Lorraine Al-Jamie

Lorraine Al-Jamie

A United States House of Representatives Congressional Recognition Award Recipient, Lorraine is a retired licensed Marriage Family Therapist that specializes in assisting parents acquire skills that enhance their ability to raise high-functioning and happy children. She, herself, is a mother of 5 and grandmother of 10 and has spent the last 30 years helping young parents, children and adolescents work through their varied and many challenges. Prior to specializing in parenting, Lorraine worked for two decades treating children and adolescents at an out-patient center affiliated with Long Beach Memorial Medical Center in Long Beach, California. She has concentrated on teaching parents methods of interacting in ways that enhance the child's or adolescent's ability to make positive and effective choices.
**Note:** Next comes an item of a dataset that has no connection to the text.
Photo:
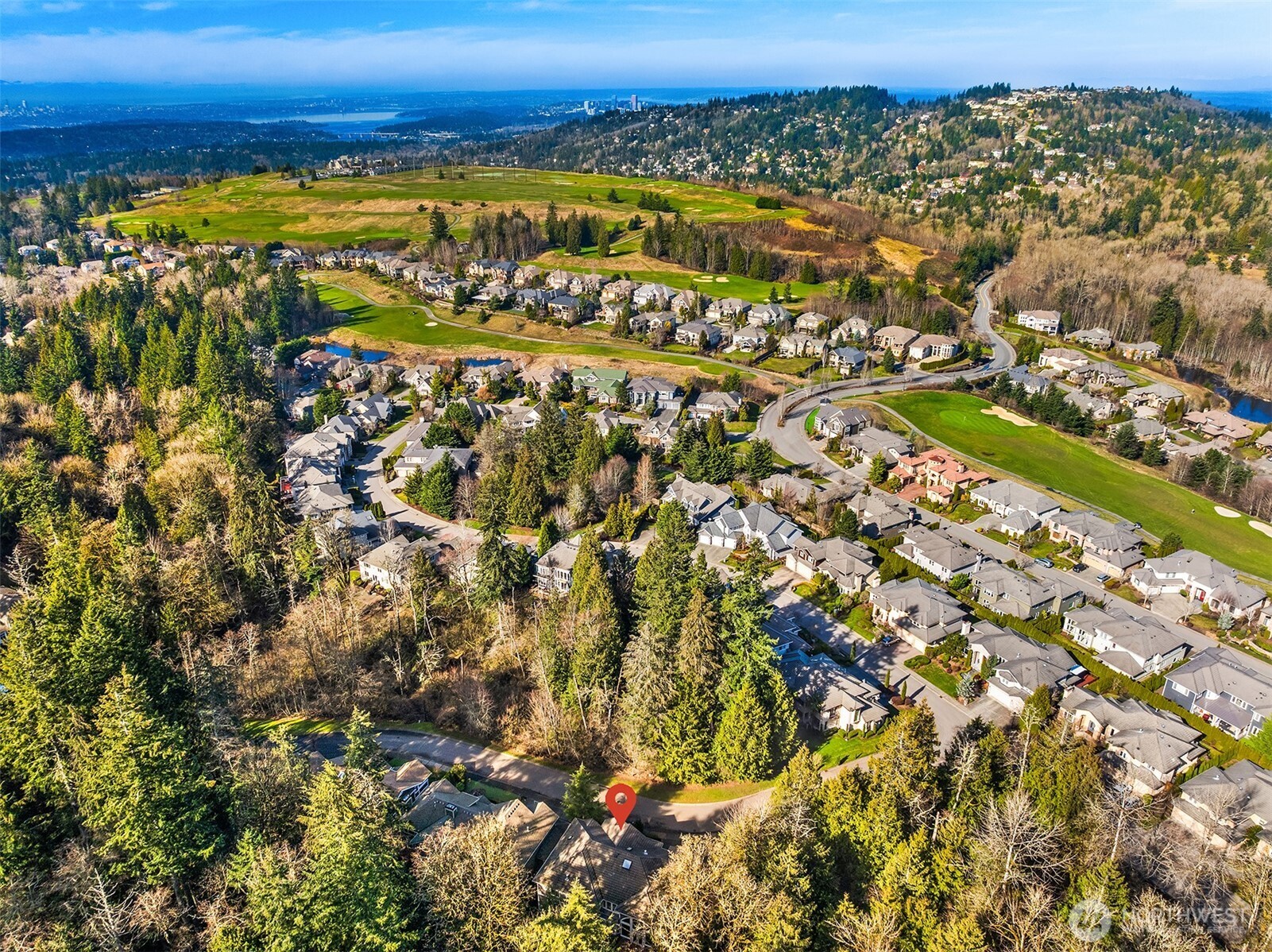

Parenting challenges often fluctuate between feeling helpless and somewhat ineffective, to heavy-handed and authoritarian. Being able to be an effective parent is a skill which needs to be learned and supported, and Lorraine has assisted parents by focusing on positive discipline approaches that assist in maintaining healthy relationships in the family while parents stay in charge of their children. Lorraine has helped parents deal with behavioral problems, impulse control problems, attention-deficit/hyperactivity issues, compulsive behavior, dissociative disorders, trauma, relationship issues, depression, anxiety or fears, loss or grief and school problems.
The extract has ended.